When one has more than one Point object, we say they have a set of points. The PointSet class is introduced to represent a container of Point objects. In particular PointSet is envisioned as:

  • providing an array-of-structures API, potentially by returning PointView objects (objects which act like Point instances, but do not own their state),

  • having a structure-of-arrays implementation (to facilitate vectorization)

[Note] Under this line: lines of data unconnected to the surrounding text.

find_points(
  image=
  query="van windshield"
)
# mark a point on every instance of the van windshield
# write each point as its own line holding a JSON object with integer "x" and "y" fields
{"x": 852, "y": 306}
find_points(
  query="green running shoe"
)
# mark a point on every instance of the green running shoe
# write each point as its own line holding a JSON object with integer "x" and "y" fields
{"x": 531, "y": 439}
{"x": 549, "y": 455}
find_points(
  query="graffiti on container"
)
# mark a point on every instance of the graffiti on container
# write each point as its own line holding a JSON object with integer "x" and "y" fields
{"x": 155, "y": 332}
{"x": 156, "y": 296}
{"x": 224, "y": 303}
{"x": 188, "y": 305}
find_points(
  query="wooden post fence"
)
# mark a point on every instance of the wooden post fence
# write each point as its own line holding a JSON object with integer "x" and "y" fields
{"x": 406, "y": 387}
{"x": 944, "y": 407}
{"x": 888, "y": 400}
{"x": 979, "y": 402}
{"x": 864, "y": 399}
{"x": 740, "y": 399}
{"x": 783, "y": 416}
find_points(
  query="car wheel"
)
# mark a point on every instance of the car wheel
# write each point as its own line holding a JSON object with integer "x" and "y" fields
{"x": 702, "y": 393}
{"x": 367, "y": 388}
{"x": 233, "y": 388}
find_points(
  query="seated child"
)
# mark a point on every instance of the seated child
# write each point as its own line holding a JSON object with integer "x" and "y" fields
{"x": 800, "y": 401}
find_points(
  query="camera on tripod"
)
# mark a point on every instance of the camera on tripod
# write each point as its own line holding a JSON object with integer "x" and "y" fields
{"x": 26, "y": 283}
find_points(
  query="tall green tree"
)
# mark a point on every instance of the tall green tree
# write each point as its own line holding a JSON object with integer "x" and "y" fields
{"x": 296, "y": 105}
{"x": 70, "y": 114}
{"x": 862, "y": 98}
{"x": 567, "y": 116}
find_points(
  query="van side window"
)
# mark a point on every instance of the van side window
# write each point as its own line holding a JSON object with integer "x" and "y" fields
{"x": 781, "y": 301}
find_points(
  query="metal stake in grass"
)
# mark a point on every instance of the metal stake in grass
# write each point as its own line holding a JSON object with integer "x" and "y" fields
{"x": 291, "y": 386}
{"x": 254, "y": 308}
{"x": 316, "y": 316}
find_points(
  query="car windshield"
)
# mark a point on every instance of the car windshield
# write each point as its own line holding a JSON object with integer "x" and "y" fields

  • be an ordered set (points should appear at most once and be index-able)

Charges Class

The Charges class is simply the generalization of the PointSet class. The main design points:

  • charges stored contiguously,

  • could introduce PointChargeView for an array-of-structures API

  • presumably adds a method for computing the total charge of the point charges.

Nuclei Class

When our container contains Nucleus objects, the container is now a Nuclei object. Notably:

  • deriving form Charges satisfies Nuclei reuse.,

  • mass and atomic numbers can be collected into contiguous arrays,

  • NucleusView for maintaining an array-of-structures API.

Molecule Class

The namesake of the molecule component, the Molecule class is the culmination of the design so far. Notably the Molecule class:

  • acts like an array of Nuclei objects consistent with Quantum electrons.,

  • stores the electronic charge of the system (the net number of electrons), which is different than the total charge of the nuclei,

  • stores the multiplicity of the electrons

  • access to the nuclei as a Nuclei object addresses Nuclei reuse.

Molecule Design Summary

To summarize how Chemist’s molecule component addresses the considerations raised in Molecule Considerations:

Data structure.

This consideration factored more into deciding what was and was not part of the molecule component. In particular, the desire for the classes to be data structures precluded inclusion of complicated methods, such as those for determining topology or connectivity.

Nuclei reuse.

The fact that Nucleus and Nuclei respectively derive from PointCharge and Charges class, means the classes can be used seamlessly wherever PointCharge and Charges are used.

Quantum electrons.

The Molecule class contains a set of Nucleus objects, not a set of Atoms. This reflects the fact that once we create the Molecule we can no longer, unambiguously, assign electrons to centers. The (quantum) electrons in the Molecule class are stored implicitly via charge and multiplicity.

Performance.

By opting for full-fledged classes for the sets in the component, we are able to separate the API of the class from its implementation, which would not be as easy if we had opted to represent a molecule as a std::vector<Atom> for example.

Future Considerations

  • Could template Atom on the type of the nucleus and introduce additional nucleus types in cases where the nucleus is to be treated quantum mechanically.